Getting to Lune River

 

Lune River is a couple of hours drive south of Hobart, on the road to Cockle Creek. The main collecting area is along the western side of the Leprena Track, but take care not to stray into the declared Lune River Fossil Site, where fossicking is not permitted. While you’re in the area, I suggest dropping in to see Boris and Chrystine’s fantastic collection of Tasmanian minerals at Lunaris Gemstones, 175 Lune River Road. If it’s your first time visit to Lune River, both Boris and Chrys are extremely knowledgeable about the area.

Collecting

If you’re interested in just a casual day out, and don’t mind collecting only small stuff, then a visit to Lune River after heavy rain or recent logging can be good. Walking around and checking the mullock heaps of previous diggers can be productive, and I’ve often found small specimens, particularly petrified wood, in this way. However, if you want to get a decent amount of large material, or at least large enough to do something with, you’re going to need to dig. The best places to dig are generally where there are a lot of other people’s diggings. This usually means that the gravel layer is not too deep.

There is a lot of clay in the soil in most areas, and during dry summers it can set quite hard, and the digging will be hard work, so take plenty of water.

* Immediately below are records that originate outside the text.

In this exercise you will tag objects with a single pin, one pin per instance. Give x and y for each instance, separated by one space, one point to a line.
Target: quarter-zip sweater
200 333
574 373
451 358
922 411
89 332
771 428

I find the digging easier in the wetter months, but be prepared: you’ll likely get very muddy. You will often find yourself digging holes below the shallow water table, and feeling around for the gravel you dislodge, and can’t actually see under the muddy water. And did I mention sometimes you have to break the ice?

Liz Kreate has a good video about digging at Lune River, and she shows the use of a soil probe, as I mentioned in my post about tools. The wash layer is fairly shallow in that spot, and towards the end of the video she has some good images of what the Lune River material looks like.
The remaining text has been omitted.